Per tornare al titolo, uno e bino, “Carissima Autonomia”. Da tenerci cara o troppo dispendiosa?

Tutte e due le cose. Teniamocela cara questa Autonomia. A chi la critica dico sempre di fare due conti. Se lo Stato avesse in carico determinate competenze alla fine costerebbero di più rispetto a quanto spendiamo noi per mantenerle. E non intendo solo dal lato economico ma pure in termini di efficienza. Con alcune conseguenze: disaffezione dei cittadini e rifiuto della politica.

Però, l’Autonomia è comunque sotto attacco. Fa gola ad altre regioni?

Certo: c’è una forma di invidia. Però, oggi come oggi, è praticamente impossibile allargare la nostra condizione ad altre regioni anche perché molte di queste non sarebbero in grado di sostenere una situazione come quella trentina.

E perché mai?

Non si inventa dall’oggi al domani. Dipende da molti fattori: da un certo livello di civiltà delle popolazioni interessate, da una classe politica, pur con tutti i suoi limiti, capace di gestire il processo e da un insieme di tradizioni. Il sistema italiano in buona parte non ha queste caratteristiche.

La nostra Autonomia per cosa si giustifica, oggi?

Soprattutto per la sua possibilità di essere dinamica. In un mondo in cui sta cambiando tutto non può essere lo Stato a gestire certi processi. C’è bisogno di laboratori che siano capaci di affrontare trasformazioni epocali. In questo senso, l’Autonomia non dovrebbe essere il privilegio dei trentini ma potrebbe rappresentare l’incubatore di soluzioni per la definizione di modelli validi anche per altre Regioni.

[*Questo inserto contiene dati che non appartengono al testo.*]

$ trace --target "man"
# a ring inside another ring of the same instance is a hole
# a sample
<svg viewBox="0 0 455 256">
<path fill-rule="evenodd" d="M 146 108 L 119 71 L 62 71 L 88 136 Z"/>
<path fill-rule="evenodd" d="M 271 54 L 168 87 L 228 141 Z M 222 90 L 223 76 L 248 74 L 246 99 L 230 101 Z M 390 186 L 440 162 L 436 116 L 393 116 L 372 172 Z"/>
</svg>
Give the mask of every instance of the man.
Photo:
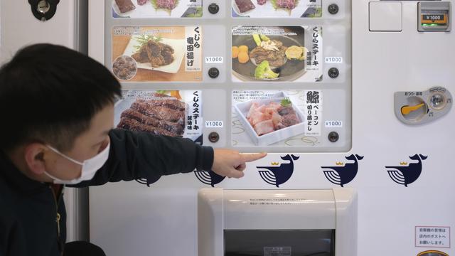
<svg viewBox="0 0 455 256">
<path fill-rule="evenodd" d="M 65 251 L 61 184 L 152 183 L 195 169 L 240 178 L 245 162 L 265 156 L 112 129 L 120 95 L 102 65 L 63 46 L 26 47 L 1 68 L 0 255 Z"/>
</svg>

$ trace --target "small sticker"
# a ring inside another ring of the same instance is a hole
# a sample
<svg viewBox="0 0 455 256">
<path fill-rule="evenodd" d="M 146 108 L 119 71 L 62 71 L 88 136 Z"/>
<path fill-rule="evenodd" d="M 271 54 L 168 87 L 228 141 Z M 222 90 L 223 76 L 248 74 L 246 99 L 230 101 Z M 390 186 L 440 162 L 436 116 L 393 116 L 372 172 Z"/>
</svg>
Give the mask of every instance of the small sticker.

Roma continua a chiedere soldi.

Si dovrà, paradossalmente, pensare a fare anche di più ma con meno soldi. Tutto ciò presuppone un’operazione politica delicata e dolorosa, da gestire attraverso il consenso.

Lo scandalo vitalizi non aiuta.

Direi proprio di no. E’ una cattiva eredità di un momento in cui sembrava potesse essercene ancora per tutti. Ma i nodi sono venuti al pettine.